Temos também estes palhaços pobres, que passam fome e fogem das favelas mas julgam-se 1 potência mundial
http://dn.sapo.pt/2005/05/10/internacional/arabes_e_sulamericanos_brasil.html

Estes miseráveis, de algum tempo a esta parte adoptaram andam a vender a imagem de defensores dos países pobres e oprimidos do Mundo. Na prática andam pelo planeta a implementar a estratégia de dividir para reinar, na esperança de obterem 1 lugar PERMANENTE no Conselho de Segurança da ONU:- com projecção mundial e 1 imagem de credibilidade assim como a possibilidade de explorar esta posição nas suas relações comerciais.
A prossecução desta estratégia de dividir para reinar pôde ser observada aquando da sua visita à região do norte de África, escassos dias de se realizar a Cimeira de chefes de estado e do governo dos países do mediterrâneo, na qual os europeus iam discutir e tentar alcançar consensos com os vizinhos mediterrânicos, designadamente a questão da imigração.
Num hipotético conflito civilizacional, a estes interessa manter a imagem de mediadores, até porque esse hipotético conflito civilizacional ocorre longe das favelas deles, não os atinge, aumentarem as exportações, se tiverem a oportunidade de lucrar com os conflitos, têm um catálogo de armamento à disposição de quem lhes pagar. Actuam como um novo estado pária.

Estes estados fora da Europa são muito difíceis de controlar e a Europa deveria adoptar uma politica de contingência para lhes fazer frente quando apropriado, daí eu considerar "pugnar" um conceito muito lato.

Ricardo

10 de maio de 2005 às 01:29:00 WEST  
Anonymous Anónimo said...

Realmente, o pragmatismo aqui é essencial.
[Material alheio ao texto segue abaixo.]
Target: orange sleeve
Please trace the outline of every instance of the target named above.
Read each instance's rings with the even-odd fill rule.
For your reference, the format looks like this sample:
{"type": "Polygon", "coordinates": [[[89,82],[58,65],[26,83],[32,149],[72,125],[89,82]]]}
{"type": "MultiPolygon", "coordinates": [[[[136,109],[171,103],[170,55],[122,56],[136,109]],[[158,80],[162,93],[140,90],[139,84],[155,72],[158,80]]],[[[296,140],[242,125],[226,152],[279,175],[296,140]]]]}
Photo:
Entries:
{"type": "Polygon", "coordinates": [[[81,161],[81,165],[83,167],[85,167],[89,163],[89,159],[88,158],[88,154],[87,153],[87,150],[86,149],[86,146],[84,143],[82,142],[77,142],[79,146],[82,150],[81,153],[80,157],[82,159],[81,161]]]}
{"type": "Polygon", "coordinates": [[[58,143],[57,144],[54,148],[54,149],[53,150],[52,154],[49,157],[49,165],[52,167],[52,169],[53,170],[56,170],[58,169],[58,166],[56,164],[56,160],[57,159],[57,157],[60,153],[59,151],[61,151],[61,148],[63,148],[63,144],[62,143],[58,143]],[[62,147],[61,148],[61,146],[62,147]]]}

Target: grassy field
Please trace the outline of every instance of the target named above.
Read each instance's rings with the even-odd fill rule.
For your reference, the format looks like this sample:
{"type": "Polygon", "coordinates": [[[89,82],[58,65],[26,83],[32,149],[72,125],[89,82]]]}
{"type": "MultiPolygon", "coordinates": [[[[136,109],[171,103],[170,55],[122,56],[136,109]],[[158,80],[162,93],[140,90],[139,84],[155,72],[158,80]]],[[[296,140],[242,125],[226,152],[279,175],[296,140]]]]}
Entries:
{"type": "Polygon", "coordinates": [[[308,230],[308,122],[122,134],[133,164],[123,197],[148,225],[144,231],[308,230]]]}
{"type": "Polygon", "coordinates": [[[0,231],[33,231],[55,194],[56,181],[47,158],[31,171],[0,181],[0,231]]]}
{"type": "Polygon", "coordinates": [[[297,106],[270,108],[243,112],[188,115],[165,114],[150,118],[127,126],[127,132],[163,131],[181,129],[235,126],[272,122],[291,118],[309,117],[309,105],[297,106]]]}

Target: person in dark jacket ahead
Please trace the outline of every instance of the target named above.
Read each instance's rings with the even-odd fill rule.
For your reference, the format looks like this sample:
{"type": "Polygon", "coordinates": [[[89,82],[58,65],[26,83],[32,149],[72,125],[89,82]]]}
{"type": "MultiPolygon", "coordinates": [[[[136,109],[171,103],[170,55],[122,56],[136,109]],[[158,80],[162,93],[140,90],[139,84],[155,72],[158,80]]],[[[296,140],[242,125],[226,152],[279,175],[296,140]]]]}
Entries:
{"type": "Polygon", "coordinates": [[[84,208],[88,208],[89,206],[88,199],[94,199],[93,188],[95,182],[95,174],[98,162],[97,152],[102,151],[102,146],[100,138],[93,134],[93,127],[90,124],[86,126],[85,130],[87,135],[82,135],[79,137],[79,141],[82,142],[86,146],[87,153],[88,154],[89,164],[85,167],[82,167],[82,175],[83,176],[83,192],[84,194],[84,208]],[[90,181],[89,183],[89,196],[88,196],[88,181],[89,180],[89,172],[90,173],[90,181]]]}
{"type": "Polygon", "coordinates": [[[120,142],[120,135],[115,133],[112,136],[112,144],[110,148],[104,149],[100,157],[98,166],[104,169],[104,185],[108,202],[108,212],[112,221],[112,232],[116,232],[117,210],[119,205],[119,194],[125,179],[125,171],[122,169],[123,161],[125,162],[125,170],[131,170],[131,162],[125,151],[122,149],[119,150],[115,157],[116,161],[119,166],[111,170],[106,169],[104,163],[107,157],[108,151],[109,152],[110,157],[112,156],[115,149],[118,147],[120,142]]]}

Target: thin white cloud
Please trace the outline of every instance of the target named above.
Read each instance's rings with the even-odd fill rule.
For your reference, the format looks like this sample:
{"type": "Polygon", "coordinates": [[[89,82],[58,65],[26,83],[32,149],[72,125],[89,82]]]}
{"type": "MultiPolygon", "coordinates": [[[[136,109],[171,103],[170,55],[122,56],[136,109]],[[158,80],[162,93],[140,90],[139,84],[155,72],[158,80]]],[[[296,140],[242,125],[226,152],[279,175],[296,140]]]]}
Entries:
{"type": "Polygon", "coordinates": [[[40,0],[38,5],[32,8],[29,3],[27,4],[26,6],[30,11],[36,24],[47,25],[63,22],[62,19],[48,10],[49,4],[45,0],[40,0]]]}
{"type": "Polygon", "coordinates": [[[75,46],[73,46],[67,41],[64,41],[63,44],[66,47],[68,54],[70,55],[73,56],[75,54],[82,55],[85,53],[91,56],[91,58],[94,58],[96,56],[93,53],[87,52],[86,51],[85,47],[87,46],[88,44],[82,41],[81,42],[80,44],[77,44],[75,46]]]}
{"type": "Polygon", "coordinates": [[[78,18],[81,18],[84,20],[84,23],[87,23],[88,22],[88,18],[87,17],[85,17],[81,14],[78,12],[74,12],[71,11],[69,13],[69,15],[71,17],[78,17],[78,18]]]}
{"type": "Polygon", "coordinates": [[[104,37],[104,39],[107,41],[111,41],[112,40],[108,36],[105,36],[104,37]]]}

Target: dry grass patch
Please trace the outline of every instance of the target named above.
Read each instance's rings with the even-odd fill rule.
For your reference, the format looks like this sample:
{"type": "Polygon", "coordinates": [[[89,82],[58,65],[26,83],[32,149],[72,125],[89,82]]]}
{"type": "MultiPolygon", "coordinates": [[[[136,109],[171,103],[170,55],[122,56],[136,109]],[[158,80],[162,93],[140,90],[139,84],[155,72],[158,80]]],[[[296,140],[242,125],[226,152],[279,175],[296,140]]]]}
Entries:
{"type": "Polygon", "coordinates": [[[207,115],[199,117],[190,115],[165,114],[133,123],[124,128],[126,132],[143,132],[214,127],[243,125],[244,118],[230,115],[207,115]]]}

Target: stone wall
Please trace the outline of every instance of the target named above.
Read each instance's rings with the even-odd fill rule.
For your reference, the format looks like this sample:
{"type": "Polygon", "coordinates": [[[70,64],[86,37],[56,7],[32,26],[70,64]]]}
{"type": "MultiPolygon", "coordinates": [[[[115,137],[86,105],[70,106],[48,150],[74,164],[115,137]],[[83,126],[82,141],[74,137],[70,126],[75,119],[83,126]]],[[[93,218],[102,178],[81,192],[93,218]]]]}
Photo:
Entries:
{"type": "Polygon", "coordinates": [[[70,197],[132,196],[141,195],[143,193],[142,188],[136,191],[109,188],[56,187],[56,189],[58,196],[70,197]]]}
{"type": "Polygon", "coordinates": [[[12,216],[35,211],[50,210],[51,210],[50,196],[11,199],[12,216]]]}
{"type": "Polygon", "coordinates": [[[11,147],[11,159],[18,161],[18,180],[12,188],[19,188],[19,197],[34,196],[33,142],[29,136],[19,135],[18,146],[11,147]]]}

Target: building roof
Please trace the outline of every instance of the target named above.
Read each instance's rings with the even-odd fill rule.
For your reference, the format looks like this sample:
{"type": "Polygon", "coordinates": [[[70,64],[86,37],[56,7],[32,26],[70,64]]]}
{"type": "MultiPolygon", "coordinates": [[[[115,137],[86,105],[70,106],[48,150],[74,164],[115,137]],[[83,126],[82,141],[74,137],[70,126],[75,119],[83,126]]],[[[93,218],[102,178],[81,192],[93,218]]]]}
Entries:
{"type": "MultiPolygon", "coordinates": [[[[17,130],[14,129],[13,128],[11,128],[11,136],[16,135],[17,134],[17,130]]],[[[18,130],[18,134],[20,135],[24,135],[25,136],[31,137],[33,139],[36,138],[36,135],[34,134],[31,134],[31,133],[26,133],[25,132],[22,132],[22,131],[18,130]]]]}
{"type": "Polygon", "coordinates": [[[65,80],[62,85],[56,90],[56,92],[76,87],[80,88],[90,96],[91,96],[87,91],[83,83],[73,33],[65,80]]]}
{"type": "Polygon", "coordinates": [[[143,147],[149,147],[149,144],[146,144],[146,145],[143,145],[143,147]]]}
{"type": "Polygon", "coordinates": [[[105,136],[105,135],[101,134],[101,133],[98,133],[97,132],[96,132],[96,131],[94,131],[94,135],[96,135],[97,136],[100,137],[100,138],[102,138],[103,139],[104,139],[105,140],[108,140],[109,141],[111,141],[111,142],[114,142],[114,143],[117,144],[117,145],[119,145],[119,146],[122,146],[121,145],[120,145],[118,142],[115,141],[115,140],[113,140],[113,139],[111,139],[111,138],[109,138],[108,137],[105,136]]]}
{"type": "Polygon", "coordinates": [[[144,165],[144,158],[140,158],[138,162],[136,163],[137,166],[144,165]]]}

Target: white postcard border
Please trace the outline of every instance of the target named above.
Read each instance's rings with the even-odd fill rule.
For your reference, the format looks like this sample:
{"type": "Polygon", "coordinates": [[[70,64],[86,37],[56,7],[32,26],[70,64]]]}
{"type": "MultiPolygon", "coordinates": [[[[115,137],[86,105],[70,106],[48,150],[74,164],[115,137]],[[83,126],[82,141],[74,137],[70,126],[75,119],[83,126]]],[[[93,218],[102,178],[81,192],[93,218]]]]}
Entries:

Todavia, existe o risco de os fundamentalistas ganharem a guerra e de ficarem com as armas destinadas a outro fim.
Quanto à questão do negócio de armas, o Lula da Selva que conseguiu um imposto sobre a venda de armas para benefício dos países mais pobres vir agora a tornar-se negociante delas, não sei se este pragmatismo será compatível com o pacifismo e papel mediador que deseja ter... E não vejo tão pouco o que é que eles têm que meter a colher na questão Europeia da imigração...
A estratégia Russa é que lhe poderá sair pela culatra, caso os islâmicos se voltem contra a Rússia por causa da Tchetchénia e afins. Mas já O Governo de Putin tinha boas relações com Saddam, porque aquele tinha interesse no petróleo do Iraque, coisa que não se percebe muito bem dadas as reservas que a Rússia detém - talvez as estejam a poupar.


Imperador

10 de maio de 2005 às 11:59:00 WEST  
Blogger Caturo said...

Caro Ricardo, o Imperador antecipou-se-me quando disse que, se os fundamentalistas ganhassem a guerra, ficavam eles com as armas... por isso é que digo que não se deve fornecer armamento de alta tecnologia a nada que esteja na órbita do Islão.

Quanto à Rússia e à França, talvez se lixem pelas suas atitudes tão inconsequentes como as dos Americanos.


A respeito da chico-espertice brasuca, é só mais um motivo para fortalecer a Europa e travar a imigração vinda dessas bandas. Tenho dito e repito: nada temos a ganhar com essa gente.